Sunday, November 24, 2002

The Odessa fileThe Odessa File
Revenge is sweet. That was the bottom-line of this movie about the Nazi SS who escaped trial in Nuremburg forming an organisation to give the other Nazi SS cover and new identities.

Kowing that it would not be possible to bring him to justice legally, would you risk life and limb to kill a man who you know murdered your father?

A young blonde, blue-eyed freelance journalist, Peter Miller, discovers the diary of a dead old Jew, Saloman Tauber, who commits suicide,  thanks to his friends in the police. In the diary, Miller reads of a cold-blooded SS commandant captain Eduard Roschmann, who had cruelly murdered one hundred thousand Jews in Riga, Latvia and was in hiding.

When he starts his investigation, he receives warnings, and they seem to be getting more and more life threatening.

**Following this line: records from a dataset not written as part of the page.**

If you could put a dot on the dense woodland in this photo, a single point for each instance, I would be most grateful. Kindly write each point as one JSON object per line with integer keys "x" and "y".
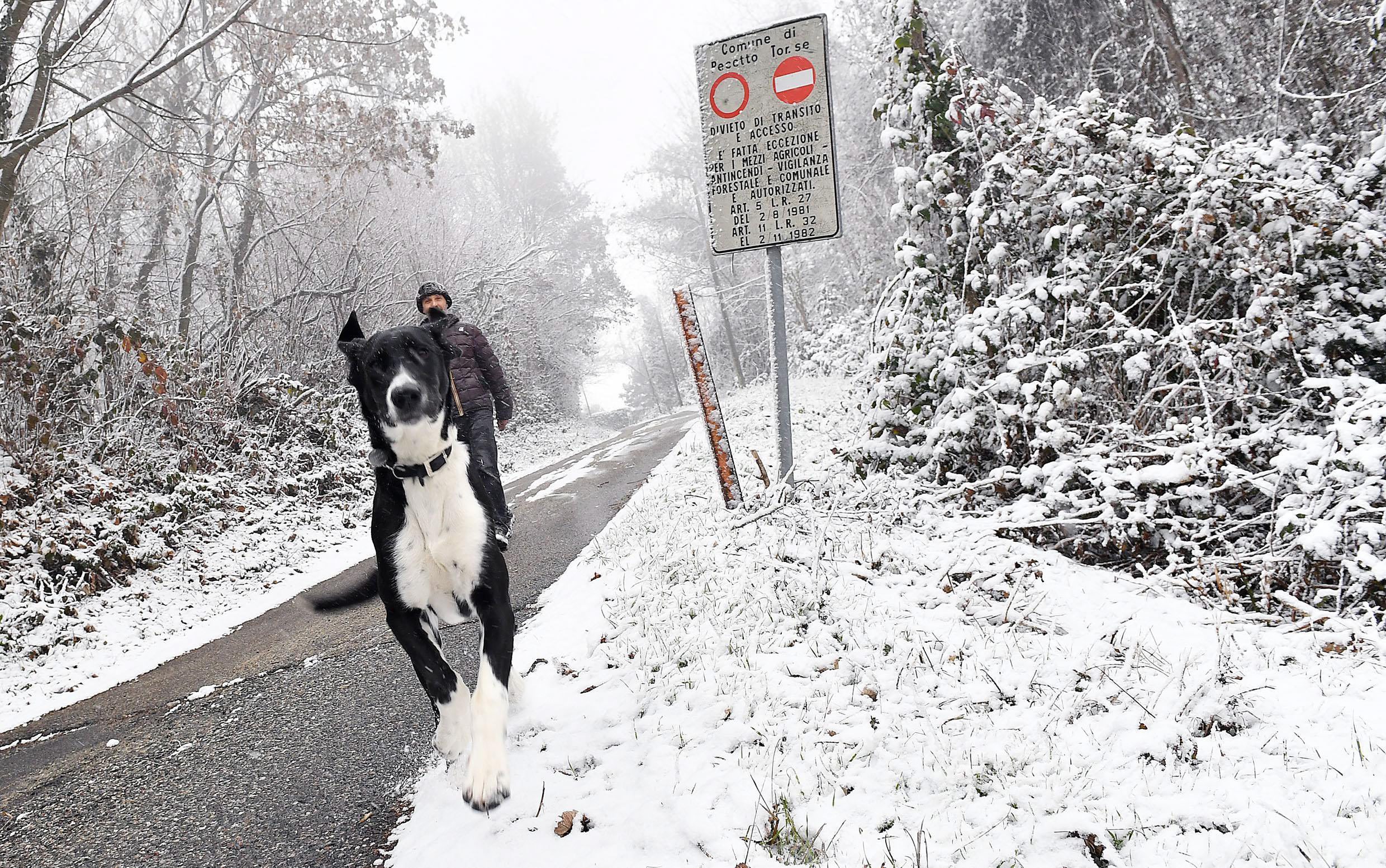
{"x": 1112, "y": 269}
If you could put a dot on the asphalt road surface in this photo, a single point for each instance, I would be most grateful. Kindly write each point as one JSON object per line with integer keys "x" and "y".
{"x": 308, "y": 757}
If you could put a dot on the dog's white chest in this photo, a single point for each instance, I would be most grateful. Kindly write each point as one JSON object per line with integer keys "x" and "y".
{"x": 438, "y": 551}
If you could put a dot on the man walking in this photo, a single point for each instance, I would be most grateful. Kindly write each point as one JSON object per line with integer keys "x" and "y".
{"x": 484, "y": 397}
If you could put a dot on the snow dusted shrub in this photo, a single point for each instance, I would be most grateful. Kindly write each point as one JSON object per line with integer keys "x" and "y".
{"x": 1142, "y": 345}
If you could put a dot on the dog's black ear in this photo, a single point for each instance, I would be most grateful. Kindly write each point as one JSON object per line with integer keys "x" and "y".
{"x": 353, "y": 338}
{"x": 444, "y": 344}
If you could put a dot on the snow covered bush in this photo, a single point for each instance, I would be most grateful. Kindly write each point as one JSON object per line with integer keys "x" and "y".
{"x": 1142, "y": 345}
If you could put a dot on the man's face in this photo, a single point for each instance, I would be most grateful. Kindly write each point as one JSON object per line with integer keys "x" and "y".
{"x": 434, "y": 304}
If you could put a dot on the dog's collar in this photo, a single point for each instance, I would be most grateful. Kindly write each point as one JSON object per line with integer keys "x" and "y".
{"x": 411, "y": 471}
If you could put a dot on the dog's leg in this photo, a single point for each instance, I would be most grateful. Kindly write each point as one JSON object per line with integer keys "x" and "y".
{"x": 445, "y": 690}
{"x": 488, "y": 771}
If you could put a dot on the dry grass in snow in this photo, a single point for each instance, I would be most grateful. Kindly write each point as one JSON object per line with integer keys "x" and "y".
{"x": 851, "y": 680}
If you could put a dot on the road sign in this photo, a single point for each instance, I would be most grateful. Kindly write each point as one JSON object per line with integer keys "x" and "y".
{"x": 795, "y": 79}
{"x": 768, "y": 137}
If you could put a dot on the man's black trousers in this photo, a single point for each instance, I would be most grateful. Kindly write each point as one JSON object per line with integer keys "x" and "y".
{"x": 478, "y": 431}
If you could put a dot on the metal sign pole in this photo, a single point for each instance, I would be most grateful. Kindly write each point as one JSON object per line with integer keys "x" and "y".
{"x": 775, "y": 283}
{"x": 708, "y": 397}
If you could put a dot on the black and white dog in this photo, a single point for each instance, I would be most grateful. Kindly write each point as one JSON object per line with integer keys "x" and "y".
{"x": 437, "y": 561}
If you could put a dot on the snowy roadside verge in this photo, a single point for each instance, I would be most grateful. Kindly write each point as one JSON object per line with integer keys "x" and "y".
{"x": 849, "y": 683}
{"x": 218, "y": 583}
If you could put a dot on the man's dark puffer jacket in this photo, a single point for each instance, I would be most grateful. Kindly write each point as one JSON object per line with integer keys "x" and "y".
{"x": 477, "y": 371}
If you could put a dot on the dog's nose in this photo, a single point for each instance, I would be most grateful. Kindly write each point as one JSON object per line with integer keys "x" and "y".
{"x": 405, "y": 398}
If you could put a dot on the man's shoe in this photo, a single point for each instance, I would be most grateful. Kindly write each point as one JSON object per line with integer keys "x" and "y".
{"x": 504, "y": 533}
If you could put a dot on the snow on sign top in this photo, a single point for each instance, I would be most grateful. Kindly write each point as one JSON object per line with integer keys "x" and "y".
{"x": 768, "y": 137}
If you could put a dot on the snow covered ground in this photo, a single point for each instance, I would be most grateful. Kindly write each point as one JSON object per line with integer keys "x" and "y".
{"x": 858, "y": 680}
{"x": 218, "y": 583}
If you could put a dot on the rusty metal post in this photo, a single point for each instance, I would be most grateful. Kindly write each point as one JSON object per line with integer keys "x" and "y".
{"x": 708, "y": 397}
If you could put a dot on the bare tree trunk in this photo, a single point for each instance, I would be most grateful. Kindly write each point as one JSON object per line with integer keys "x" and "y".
{"x": 668, "y": 362}
{"x": 12, "y": 25}
{"x": 649, "y": 380}
{"x": 13, "y": 160}
{"x": 1173, "y": 47}
{"x": 727, "y": 323}
{"x": 163, "y": 218}
{"x": 194, "y": 241}
{"x": 240, "y": 252}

But he pushes on, getting help from Simon Wiesenthal and other people who are working for the Israeli intelligence to finally track Eduard Roschmnann down Finally, Miller meets Roschmann where he confronts him with the murder of his father who was a corporal in the Germany army, but not in the SS, and kills him.

I had read the book before, and frankly, the movie does no justice to the book, which is written by, no prizes for guessing, Frederick Forsyth. The book,The Odessa File, is un-putdown-able, and followed byThe Fist of God, makes the the best double digest ever.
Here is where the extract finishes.